Mentre succede tutto ciò, in zone poste al margine dell’economia globalizzata, accadono catastrofi senza precedenti. La notte tra il 14 ed il 15 Marzo scorso il ciclone Idai ha colpito la città di Beira, in Mozambico, per poi portare la devastazione anche in Zimbabwe ed in Malawi. Le conseguenze del cataclisma sono decisamente allarmanti: la stima dei morti è più di mille, senza contare i numerosi dispersi. Precedentemente a ciò, le zone sopracitate sono state alle prese con alluvioni continue. Beria risulta distrutta al 90% e tra gli sfollati, spostati in luoghi “più sicuri” come la città di Dondo, si sta diffondendo il colera. La malattia ha contagiato più di mille persone e causato numerose morti. Questa emergenza, quindi, si sarebbe venuta a creare da oltre un mese.

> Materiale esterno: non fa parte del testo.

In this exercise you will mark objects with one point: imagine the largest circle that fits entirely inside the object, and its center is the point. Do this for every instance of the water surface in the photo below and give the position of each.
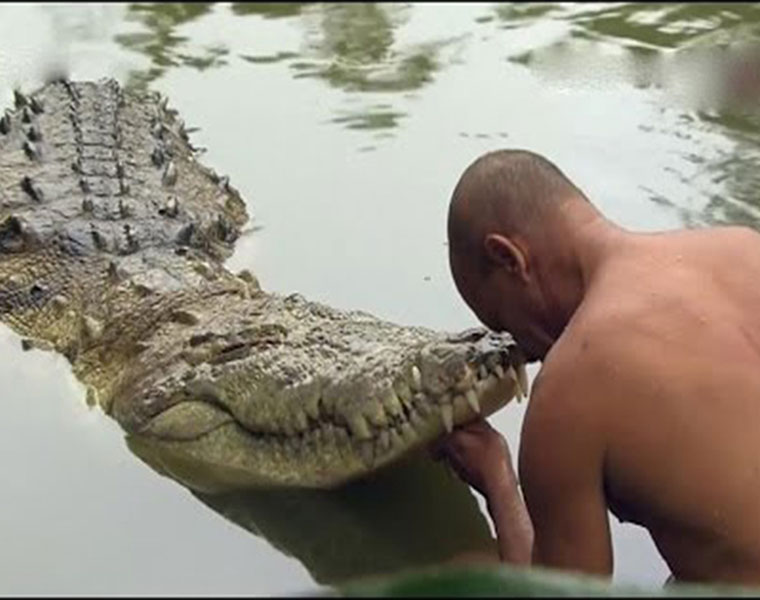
(345, 127)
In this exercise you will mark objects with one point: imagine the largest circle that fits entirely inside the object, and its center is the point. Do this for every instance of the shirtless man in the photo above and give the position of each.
(648, 399)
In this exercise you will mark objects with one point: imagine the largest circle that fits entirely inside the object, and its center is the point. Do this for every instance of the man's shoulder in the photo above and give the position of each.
(592, 351)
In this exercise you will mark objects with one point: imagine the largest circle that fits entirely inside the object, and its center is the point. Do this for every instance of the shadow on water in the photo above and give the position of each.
(161, 44)
(705, 57)
(411, 514)
(352, 47)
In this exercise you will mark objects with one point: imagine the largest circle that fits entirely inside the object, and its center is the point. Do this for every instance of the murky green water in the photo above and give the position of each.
(345, 127)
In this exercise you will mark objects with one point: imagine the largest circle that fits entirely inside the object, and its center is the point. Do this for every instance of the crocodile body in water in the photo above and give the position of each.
(112, 242)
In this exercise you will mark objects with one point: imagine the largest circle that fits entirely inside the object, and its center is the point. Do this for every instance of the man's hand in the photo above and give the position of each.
(478, 454)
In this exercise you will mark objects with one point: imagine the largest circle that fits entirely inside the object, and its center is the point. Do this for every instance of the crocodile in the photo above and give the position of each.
(113, 238)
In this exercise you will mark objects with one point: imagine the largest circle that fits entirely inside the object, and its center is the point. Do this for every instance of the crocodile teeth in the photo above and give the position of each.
(311, 406)
(447, 416)
(170, 174)
(402, 391)
(384, 440)
(416, 420)
(301, 422)
(93, 329)
(416, 378)
(522, 379)
(36, 105)
(359, 427)
(408, 433)
(472, 400)
(466, 380)
(19, 99)
(367, 452)
(396, 441)
(392, 404)
(515, 377)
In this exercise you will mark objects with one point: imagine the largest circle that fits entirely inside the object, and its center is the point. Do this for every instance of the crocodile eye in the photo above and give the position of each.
(468, 335)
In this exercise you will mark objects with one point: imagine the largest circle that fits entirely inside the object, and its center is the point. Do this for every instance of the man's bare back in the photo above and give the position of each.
(670, 332)
(648, 399)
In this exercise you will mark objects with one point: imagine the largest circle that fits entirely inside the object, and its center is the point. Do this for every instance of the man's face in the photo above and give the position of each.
(501, 302)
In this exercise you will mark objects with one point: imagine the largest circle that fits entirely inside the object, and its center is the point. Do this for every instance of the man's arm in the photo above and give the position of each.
(481, 457)
(561, 471)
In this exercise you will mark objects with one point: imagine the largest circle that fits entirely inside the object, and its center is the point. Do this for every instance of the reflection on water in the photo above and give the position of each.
(347, 126)
(160, 42)
(412, 514)
(352, 47)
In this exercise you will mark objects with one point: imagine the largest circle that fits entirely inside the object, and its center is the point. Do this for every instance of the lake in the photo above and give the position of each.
(345, 128)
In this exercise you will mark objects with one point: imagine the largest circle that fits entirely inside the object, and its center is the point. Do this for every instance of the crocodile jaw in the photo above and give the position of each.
(210, 445)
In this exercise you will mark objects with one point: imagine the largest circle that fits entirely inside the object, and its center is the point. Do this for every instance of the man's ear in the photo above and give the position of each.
(504, 252)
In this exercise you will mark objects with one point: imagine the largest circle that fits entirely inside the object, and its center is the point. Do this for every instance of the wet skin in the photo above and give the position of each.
(648, 404)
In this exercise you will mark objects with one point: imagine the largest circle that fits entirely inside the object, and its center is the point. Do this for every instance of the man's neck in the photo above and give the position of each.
(587, 242)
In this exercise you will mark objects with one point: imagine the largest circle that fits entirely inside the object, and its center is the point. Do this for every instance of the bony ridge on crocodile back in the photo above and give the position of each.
(112, 239)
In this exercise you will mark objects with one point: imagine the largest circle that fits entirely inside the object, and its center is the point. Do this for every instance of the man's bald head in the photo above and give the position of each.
(506, 191)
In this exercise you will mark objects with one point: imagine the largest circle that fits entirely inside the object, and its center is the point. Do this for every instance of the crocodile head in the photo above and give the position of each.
(308, 395)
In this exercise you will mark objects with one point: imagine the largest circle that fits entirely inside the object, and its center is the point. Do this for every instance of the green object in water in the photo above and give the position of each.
(504, 580)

In tutto questo tempo i media, almeno del “belpaese”, non hanno manifestato il minimo interesse per questo drammatico evento: chi scrive ha avuto numerosi problemi nel reperire queste poche informazioni. Nel passato sono avvenuti fenomeni simili in numerosi paesi asiatici, ma l’impatto mediatico è stato decisamente maggiore. Per mesi e mesi i discorsi dei mezzi di informazioni è stato concentrato sui minimi dettagli di queste catastrofi, affiancando tutto ciò a continue campagne di solidarietà economica per l’aiuto nelle località colpite. Invece, questa volta, assistiamo al silenzio più completo. Anche digitando su google il nome dell’uragano non è possibile reperire ricche informazioni, i link “utili” riguardano campagne di aiuto o, semplicemente, informazioni senza incisività.

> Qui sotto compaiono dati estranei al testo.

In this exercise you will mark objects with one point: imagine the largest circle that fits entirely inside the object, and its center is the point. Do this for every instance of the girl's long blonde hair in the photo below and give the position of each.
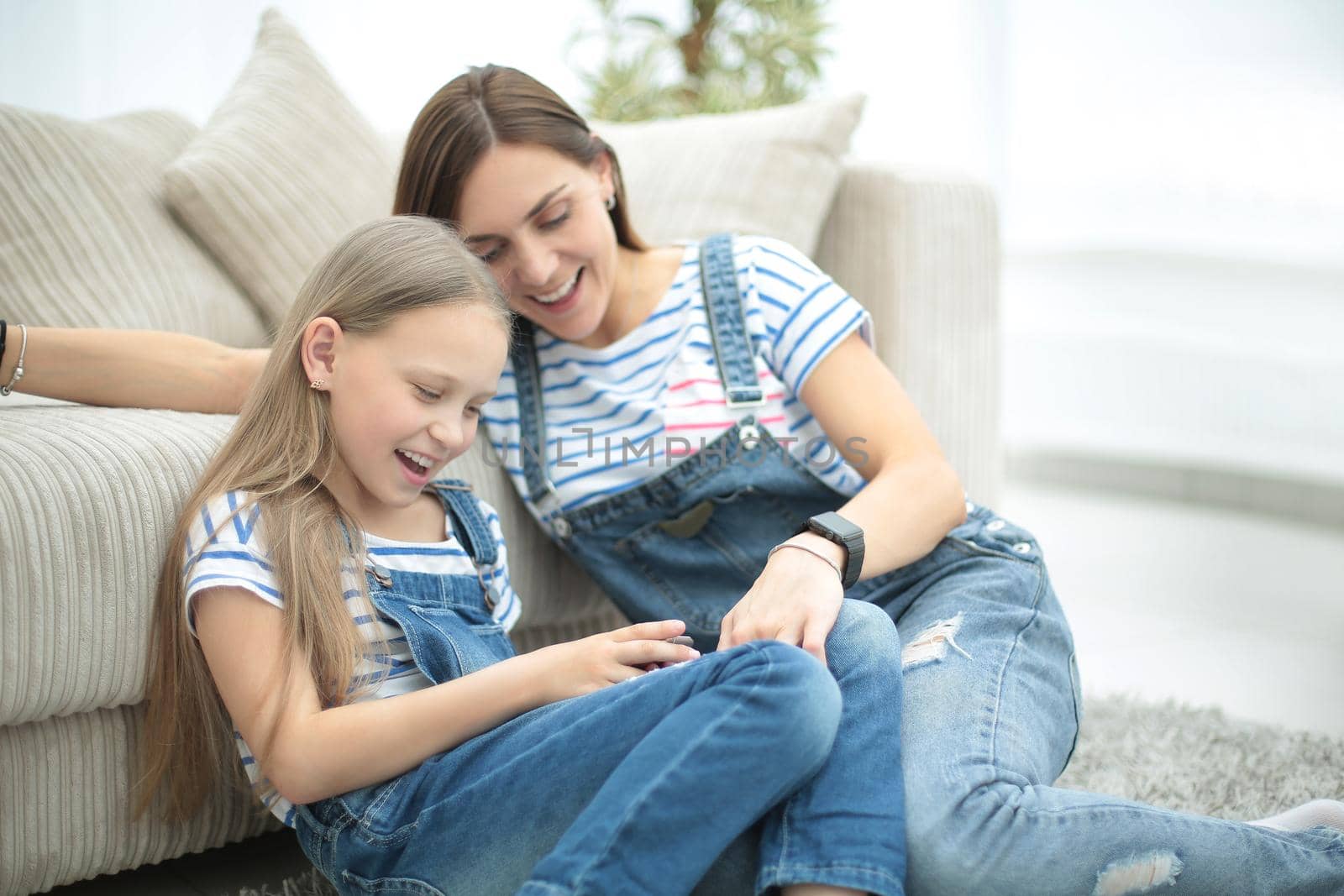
(279, 452)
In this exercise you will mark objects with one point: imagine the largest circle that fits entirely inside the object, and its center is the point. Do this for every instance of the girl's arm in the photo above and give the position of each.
(132, 369)
(913, 499)
(322, 752)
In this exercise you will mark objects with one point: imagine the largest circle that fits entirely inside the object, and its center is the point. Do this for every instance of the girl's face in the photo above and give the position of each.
(539, 221)
(405, 401)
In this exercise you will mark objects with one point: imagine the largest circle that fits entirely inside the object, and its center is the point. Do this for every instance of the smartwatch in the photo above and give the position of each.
(837, 528)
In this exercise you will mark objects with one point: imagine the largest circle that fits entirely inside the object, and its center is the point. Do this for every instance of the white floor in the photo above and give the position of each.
(1209, 606)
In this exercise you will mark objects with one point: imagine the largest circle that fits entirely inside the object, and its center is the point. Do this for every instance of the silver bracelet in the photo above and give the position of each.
(803, 547)
(18, 369)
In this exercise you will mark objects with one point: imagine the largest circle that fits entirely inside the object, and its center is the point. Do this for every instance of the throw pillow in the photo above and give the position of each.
(85, 239)
(284, 168)
(768, 170)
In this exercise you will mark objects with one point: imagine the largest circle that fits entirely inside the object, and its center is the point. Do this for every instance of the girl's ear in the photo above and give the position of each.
(319, 348)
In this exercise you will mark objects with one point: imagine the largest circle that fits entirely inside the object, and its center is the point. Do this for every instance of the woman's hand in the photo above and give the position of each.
(795, 600)
(591, 664)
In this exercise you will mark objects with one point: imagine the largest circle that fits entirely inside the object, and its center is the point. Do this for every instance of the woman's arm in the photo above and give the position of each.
(911, 500)
(913, 496)
(132, 369)
(381, 739)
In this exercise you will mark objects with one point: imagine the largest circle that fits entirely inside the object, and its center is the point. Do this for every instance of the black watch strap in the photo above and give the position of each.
(833, 527)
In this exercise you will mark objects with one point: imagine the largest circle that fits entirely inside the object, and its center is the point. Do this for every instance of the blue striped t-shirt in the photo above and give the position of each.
(234, 553)
(622, 414)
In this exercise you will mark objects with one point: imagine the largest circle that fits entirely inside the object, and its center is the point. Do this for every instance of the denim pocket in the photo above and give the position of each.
(705, 559)
(999, 537)
(389, 886)
(472, 638)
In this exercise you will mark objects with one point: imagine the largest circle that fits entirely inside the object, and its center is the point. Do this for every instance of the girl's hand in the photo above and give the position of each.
(591, 664)
(795, 600)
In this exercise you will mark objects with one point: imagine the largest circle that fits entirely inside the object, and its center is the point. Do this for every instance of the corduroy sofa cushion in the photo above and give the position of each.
(85, 239)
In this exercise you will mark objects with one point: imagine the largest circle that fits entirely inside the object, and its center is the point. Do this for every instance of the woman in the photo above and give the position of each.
(620, 342)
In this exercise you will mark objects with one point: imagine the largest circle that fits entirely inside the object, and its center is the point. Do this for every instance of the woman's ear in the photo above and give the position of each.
(604, 168)
(319, 348)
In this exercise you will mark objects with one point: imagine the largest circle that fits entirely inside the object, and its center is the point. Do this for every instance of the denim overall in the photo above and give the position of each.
(991, 699)
(635, 788)
(450, 633)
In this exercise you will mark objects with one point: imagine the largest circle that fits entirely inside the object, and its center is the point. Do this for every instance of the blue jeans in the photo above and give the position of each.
(638, 788)
(990, 723)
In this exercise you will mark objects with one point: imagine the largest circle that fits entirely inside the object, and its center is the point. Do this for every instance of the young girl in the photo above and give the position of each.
(351, 610)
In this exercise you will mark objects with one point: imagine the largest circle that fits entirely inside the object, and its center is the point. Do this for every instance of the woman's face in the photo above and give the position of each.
(539, 221)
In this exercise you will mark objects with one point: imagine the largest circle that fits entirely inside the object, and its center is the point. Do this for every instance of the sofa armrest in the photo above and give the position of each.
(922, 255)
(87, 501)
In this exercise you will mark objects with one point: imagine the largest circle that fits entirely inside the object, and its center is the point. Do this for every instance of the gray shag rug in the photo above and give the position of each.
(1171, 755)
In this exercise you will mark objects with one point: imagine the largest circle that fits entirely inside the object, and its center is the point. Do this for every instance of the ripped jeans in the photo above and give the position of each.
(991, 719)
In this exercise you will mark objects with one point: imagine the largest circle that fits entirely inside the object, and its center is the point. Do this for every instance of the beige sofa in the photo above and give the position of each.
(87, 495)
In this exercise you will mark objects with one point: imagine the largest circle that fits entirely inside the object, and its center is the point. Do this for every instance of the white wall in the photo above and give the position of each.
(1168, 174)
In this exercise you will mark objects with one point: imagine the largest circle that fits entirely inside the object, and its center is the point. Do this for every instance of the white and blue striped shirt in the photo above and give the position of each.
(234, 553)
(622, 414)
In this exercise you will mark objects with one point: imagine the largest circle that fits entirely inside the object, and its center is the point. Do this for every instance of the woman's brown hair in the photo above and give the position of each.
(477, 110)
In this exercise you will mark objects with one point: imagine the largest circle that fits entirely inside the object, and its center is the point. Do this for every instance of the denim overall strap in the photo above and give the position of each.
(528, 378)
(727, 324)
(472, 532)
(468, 521)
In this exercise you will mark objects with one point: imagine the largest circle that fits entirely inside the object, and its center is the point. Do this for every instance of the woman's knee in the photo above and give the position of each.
(799, 694)
(864, 637)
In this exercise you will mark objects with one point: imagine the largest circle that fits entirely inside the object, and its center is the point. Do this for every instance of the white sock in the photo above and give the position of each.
(1319, 813)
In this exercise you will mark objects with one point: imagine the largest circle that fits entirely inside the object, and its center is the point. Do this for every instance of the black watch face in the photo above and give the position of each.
(835, 523)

Nel momento in cui uno dei nodi fondamentali dell’informazione occidentale verte su di un’attivista di matrice ambientalista, proprio davanti ad una devastazione causata da fattori climatici assistiamo al voltafaccia più assoluto. In un momento in cui il clima è uno degli argomenti caldi della campagna elettorale permanente dei politicanti di palazzo, di questo avvenimento non si è parlato minimamente. È chiaro che al governo del nostro paese non farebbe comodo constatare come effettivamente ci sia un’emergenza in più paesi dell’Africa, dove sarebbe difficile “aiutarli a casa loro”. Fortunatamente abbiamo un esempio da seguire: una fiamma di speranza e consapevolezza è riposta nelle generazioni prossime, le quali si stanno già battendo per un futuro migliore e per un pianeta vivo nel quale vivere senza fattori divisori. Elementi, questi ultimi, che portano alla miseria di tanti e alla fortuna di pochi.